Your teen just came out to you and you’re thinking, “what do I do now?” You may be feeling uncomfortable or nervous about how to react–that’s okay.

Being a teen is challenging. Add the uncertainty and aloneness of being an LGBTQ+ youth without a supportive network, and it can become difficult to manage. Suicide is the second leading cause of death among youth and LGBTQ+ youth are 5 times more likely to attempt suicide than their classmates.

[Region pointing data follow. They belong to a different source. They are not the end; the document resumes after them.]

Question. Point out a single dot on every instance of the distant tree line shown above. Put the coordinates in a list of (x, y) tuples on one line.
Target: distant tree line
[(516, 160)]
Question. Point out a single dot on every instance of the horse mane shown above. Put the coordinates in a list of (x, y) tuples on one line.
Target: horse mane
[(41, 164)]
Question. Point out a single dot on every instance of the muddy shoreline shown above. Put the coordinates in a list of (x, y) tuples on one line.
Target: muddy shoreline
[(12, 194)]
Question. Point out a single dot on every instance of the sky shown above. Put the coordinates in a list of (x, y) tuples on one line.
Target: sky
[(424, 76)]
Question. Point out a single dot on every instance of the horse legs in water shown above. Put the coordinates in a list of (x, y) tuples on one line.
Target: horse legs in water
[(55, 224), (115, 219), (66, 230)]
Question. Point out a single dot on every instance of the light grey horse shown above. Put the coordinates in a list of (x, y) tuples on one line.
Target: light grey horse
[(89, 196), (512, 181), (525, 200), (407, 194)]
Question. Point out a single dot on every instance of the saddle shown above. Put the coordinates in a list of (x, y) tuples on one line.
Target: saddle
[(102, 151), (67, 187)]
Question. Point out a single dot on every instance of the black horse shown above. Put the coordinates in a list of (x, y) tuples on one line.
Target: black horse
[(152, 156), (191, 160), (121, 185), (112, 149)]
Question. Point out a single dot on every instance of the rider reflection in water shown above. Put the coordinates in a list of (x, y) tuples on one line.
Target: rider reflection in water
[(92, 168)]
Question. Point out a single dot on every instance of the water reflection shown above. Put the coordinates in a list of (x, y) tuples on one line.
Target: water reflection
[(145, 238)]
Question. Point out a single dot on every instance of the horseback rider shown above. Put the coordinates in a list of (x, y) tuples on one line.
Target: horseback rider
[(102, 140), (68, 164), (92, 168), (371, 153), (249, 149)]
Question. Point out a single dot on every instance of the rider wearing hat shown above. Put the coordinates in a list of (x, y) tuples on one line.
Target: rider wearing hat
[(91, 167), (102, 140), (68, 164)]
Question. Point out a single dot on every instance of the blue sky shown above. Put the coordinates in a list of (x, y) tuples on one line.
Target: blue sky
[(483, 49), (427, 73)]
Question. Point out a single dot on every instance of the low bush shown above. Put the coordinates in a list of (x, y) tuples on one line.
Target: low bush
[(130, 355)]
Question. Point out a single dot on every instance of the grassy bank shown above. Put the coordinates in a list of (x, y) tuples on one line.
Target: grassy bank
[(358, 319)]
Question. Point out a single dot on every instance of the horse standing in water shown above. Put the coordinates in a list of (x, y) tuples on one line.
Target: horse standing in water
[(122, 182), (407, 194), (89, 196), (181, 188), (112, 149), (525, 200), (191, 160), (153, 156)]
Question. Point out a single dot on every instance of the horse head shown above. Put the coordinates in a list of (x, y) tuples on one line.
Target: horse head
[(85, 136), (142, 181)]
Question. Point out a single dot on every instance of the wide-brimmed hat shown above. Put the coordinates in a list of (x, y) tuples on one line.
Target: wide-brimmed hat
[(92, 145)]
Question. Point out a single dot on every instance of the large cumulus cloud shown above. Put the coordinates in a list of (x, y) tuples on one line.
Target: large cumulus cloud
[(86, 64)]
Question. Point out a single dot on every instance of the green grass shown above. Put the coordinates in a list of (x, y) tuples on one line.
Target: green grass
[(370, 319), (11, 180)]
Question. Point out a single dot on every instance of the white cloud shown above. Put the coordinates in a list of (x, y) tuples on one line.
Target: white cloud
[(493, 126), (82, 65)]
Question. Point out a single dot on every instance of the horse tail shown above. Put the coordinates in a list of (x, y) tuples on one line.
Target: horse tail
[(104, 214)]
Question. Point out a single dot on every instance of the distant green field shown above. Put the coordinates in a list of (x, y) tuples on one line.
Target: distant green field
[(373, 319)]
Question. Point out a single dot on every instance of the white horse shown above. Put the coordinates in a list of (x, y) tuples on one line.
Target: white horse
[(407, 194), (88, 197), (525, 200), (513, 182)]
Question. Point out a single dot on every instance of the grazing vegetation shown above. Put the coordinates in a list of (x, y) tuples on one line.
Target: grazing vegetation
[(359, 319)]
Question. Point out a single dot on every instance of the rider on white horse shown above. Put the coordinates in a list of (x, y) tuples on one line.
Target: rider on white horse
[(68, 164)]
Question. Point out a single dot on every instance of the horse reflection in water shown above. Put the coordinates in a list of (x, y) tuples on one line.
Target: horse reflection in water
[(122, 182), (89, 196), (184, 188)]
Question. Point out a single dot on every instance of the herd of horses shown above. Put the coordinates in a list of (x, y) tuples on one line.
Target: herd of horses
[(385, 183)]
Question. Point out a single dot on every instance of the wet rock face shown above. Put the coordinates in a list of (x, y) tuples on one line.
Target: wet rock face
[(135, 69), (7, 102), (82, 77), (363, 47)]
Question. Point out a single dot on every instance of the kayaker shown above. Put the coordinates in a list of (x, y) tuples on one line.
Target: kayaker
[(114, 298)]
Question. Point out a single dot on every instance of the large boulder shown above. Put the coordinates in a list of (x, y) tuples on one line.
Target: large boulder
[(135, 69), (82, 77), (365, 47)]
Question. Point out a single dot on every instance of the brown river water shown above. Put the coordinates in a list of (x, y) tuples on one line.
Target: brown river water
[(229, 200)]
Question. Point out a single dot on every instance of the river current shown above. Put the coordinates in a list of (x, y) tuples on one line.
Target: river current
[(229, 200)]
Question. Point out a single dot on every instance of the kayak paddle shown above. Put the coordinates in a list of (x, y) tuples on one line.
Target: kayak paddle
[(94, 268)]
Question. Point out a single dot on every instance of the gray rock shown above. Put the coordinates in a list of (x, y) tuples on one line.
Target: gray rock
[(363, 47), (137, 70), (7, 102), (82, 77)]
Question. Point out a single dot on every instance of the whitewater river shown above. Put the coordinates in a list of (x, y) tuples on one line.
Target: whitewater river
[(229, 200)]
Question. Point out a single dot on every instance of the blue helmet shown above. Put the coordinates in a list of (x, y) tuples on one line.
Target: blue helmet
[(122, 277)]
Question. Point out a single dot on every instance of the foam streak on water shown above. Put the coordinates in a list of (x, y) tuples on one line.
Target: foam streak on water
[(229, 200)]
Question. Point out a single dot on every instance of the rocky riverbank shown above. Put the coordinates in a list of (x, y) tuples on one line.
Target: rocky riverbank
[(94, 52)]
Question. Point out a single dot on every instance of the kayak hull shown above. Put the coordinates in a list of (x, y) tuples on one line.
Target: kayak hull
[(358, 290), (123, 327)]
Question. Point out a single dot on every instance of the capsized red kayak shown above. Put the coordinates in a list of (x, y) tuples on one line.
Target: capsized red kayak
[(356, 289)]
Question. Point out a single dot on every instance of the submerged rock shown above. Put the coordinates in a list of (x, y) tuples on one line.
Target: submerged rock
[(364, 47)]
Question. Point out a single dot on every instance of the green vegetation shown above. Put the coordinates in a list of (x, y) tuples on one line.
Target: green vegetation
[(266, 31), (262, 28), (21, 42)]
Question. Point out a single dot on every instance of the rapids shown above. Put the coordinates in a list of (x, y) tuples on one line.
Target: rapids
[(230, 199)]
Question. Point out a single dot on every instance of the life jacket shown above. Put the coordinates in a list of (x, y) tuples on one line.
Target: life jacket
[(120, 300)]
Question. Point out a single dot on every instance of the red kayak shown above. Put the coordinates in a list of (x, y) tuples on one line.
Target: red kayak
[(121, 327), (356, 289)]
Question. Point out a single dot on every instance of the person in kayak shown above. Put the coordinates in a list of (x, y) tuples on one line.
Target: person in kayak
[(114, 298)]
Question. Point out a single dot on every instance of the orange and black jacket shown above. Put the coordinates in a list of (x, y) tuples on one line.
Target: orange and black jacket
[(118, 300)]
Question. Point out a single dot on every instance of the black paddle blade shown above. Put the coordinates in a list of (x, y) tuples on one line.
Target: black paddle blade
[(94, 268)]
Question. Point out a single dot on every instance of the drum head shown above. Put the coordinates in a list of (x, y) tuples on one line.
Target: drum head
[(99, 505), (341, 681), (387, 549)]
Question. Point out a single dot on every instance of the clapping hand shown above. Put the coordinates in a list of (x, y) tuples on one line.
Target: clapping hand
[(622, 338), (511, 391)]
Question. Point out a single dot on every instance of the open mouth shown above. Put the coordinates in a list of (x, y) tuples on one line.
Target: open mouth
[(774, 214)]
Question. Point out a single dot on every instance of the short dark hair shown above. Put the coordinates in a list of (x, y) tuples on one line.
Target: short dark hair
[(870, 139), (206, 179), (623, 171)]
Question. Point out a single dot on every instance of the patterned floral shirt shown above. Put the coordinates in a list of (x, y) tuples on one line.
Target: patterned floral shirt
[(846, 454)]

“Coming out,” which is defined as the “lifelong process of communicating one’s LGBTQ+ identity to others,” is an important part of an LGBTQ+ teen’s development and their identity. In my experience of working with teens and others that have come out to me, this is what has worked best:

Affirm them

You may be the first person they have every shared this part of themselves with. How might you want someone to react if you were sharing a very intimate part of your identity with them?

I recommend remaining calm and confirming that you heard what they said. You may feel shocked and not totally sure how you feel, but it can go a long way to remain calm and affirm them, for example by saying,  “I hear you, and care about you. I bet that’s been hard to keep in.”

Avoid judging

If we have an opinion on their recently-shared identity, it could be tempting to immediately share it: “OH MY GOSH, I have always known you were trans*,” or “it’s okay, I have lots of lesbian friends.” Saying something along these lines could be harmful.

Coming out is a sensitive topic. What you say could be received in a way that you didn’t intend; saying less can be best. This is their time—so put aside any instinct to immediately respond, and give them the space to share this part of their identity and how they feel with you.

Process your feelings

Your teen just came out to you, and you don’t know what you are feeling. You’re not sure how other people in your life are going to react, if it’s real or even what all the terms mean. That is okay, it’s normal. Take some time to work through your feelings.  Consider journaling or finding another way to process what you are feeling, just remember to respect your teen’s privacy

Educate yourself

Our society is designed around the idea that “normal” is men and women being romantically and sexually attracted to the other; this is called heteronormativity. This supposed norm may not be the reality for your teen, so it is important that you try to educate yourself about their way of life.

It can be tempting to ask them a bunch of questions right away, feeling like you are showing that you care. But that approach could make them feel like they are being judged or interrogated, when they are just seeking acceptance from you. Use books, online resources, and people in your life to learn more about your teen’s identity. You may never understand completely how they are feeling, but your effort will show them you care and lessen the pressure on them to educate you.

When your teen shares with you about their LGBTQ+ identity, it’s important to affirm their experience, avoid judging, process your feelings, and educate yourself. There are a lot of great resources online; I recommend checking out The Trevor Project and TSER.